La décentralisation confusion

François Hollande veut réformer dans la concertation. Il cherche à se distinguer de son prédécesseur à qui l’on a reproché d’avancer sans véritable consultation et d’avoir monté les Français les uns contre les autres. Par cette méthode du dialogue, le chef de l’État veut réunir, il a raison.

Les réformes imposées, on l’a vu par exemple en Italie, se perdent si elles ne sont pas acceptées par les populations concernées. Cette méthode douce ne doit pourtant pas conduire à désarmer le changement nécessaire.

Le chef de l’Etat devrait, alors, reprendre la main et imposer. Nous y sommes en matière de décentralisation. Faire des économies en supprimant les doublons mais surtout clarifier les compétences, aujourd’hui enchevêtrées dans le « millefeuille » des institutions territoriales et locales, est l’une des réformes les plus difficiles, sans doute, mais aussi les plus indispensables.

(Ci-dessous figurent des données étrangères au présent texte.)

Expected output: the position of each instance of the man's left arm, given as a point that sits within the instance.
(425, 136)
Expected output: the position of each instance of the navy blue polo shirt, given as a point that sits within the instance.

La France compte 36.000 communes, 100 départements, 26 régions, 2.580 établissements publics de coopérations intercommunales, à quoi s’ajoutent les services des ministères, des représentants divers de l’Etat et une quarantaine d’autorités indépendantes. Au total, on recense plus de 500.000 fonctions électives.

Des lois se sont succédé mais aucune n’a su rendre l’organisation administrative française claire, simple, efficace et adaptée. François Hollande qui prône avec justesse la « simplification » avait l’occasion de le faire. La Cour des comptes comme Bruxelles en soulignent la nécessité.

Hélas, le projet de loi préparé par Marylise Lebranchu n’aboutit qu’à complexifier encore plus les structures.

Le texte est revenu devant l’Assemblée en deuxième lecture après avoir été désossé et réduit à rien par le Sénat. Toutes les forces se sont liguées contre le changement : la droite et une grande partie de la gauche contre le gouvernement, Paris contre la province, les petites villes contre les grandes, les moyennes contre les deux autres, les maires contre leurs voisins…

On ne sait dans quel état le projet sortira au final de son parcours parlementaire.

On observe que déjà le Grand Paris a été réduit à la capitale plus les trois départements de la petite couronne. Quand on se souvient que cette réforme indispensable pour replacer Paris dans la compétition des grandes métropoles mondiales devait au départ aller « le long de la Seine jusqu’à Havre », la réforme actuelle accouche d’un petit Grand Paris dont la compétence sera limitée au logement et au transport.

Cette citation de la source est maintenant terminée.